A pesar de sus más que presumibles dotes, mostraba gran resistencia en quitarse esa apretada camiseta, incluso en los momentos más íntimos. Yo no terminaba de comprender las razones para conservar cualquier tejido pegado a su anatomía, y traté, en vano, de arrancárselo en los instantes de mayor pasión.

Así pasamos esa fría estación y la primavera siguiente, sin poder conocer el color de la piel de mi nuevo amante.

Fueron el calor y una visita a un parque acuático los que consiguieron con facilidad lo que yo había tratado de lograr en tantos intentos. Al fin, salió la camiseta por su cuello y lo comprendí todo.

Entre el pezón derecho y el izquierdo, en amplias letras góticas, llevaba tatuado el nombre de Mari Cruz. Traté de hacer memoria y recordé que ése no era mi nombre.

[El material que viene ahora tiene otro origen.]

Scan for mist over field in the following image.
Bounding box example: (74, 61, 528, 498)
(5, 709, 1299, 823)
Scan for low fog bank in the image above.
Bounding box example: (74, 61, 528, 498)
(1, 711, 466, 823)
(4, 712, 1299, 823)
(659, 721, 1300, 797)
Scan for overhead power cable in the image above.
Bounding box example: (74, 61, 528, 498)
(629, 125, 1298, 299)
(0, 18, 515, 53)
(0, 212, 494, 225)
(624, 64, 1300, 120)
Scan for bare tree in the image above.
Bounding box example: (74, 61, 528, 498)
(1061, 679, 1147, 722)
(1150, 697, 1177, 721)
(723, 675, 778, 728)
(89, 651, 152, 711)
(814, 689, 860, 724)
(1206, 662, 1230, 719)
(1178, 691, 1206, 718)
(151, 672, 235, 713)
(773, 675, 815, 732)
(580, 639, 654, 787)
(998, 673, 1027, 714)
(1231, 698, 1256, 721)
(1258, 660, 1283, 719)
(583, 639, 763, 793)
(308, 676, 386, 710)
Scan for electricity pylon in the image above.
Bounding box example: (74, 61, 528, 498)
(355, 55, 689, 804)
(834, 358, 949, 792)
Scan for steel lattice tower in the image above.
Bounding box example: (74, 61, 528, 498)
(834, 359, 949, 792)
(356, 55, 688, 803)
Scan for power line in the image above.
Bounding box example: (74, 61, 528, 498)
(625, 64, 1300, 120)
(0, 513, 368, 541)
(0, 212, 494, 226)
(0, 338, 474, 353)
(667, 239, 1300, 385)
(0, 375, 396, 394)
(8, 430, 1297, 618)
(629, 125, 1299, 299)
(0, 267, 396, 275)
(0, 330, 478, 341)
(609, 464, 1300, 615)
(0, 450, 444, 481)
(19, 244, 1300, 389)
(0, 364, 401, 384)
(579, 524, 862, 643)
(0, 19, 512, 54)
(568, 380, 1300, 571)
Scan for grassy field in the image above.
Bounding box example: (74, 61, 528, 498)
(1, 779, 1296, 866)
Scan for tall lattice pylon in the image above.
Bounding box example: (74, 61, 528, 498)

En mi partida de nacimiento se leía, en bonita caligrafía cursiva, un claro Mari Luz. Luz para los amigos.

Pasé toda la jornada meditando si terminaba por aceptar el nombre tatuado o si me decidía a cortar la relación con mi inconsciente novio. Iba a decidirme por esa última opción, después de que varios conocidos suyos me llamaran como a su antigua novia, cuando se me ocurrió una idea mejor. Le exigiría un tatuaje cerca de sus partes íntimas, bien delante, bien detrás, ocultable sólo por sus calzoncillos.

Eso no me aseguraría la vida eterna junto a él, es cierto, pero sí un largo período de castidad para su próxima chica.